Enfin, ajoute Martínez López, le réchauffement climatique apparaît comme un facteur à prendre en compte en matière rhumatologique : « Les changements extrêmes de température affectent directement nos patients. Par exemple, les vagues de chaleur, si fréquentes ces années-ci, provoquent une déshydratation et cela peut augmenter la fatigue, symptôme classique des maladies rhumatismales.

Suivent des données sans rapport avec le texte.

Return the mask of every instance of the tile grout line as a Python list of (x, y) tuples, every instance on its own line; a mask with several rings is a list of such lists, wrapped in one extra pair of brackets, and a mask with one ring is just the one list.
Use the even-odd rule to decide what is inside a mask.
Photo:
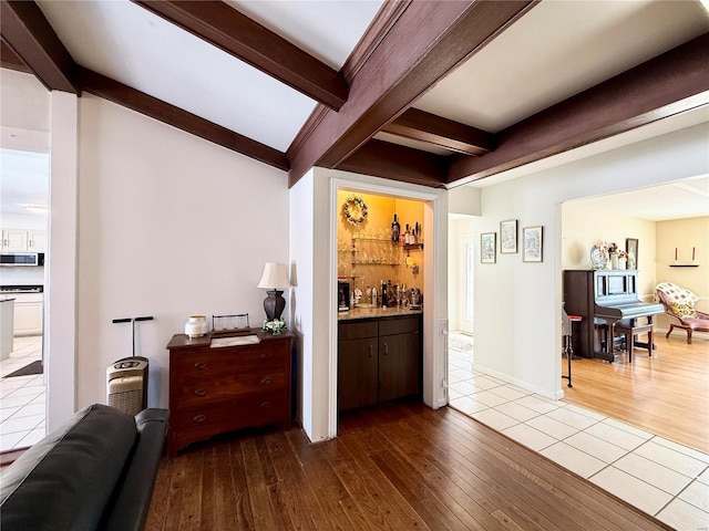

L'expert pointe également du doigt la pollution de l'air et les particules polluantes, qui déclenchent des réponses inflammatoires au niveau systémique et peuvent aggraver les symptômes des maladies auto-immunes. « Le changement climatique a un impact majeur sur la santé rhumatismale. C'est pourquoi la communauté rhumatologique l'étudie déjà", conclut-il.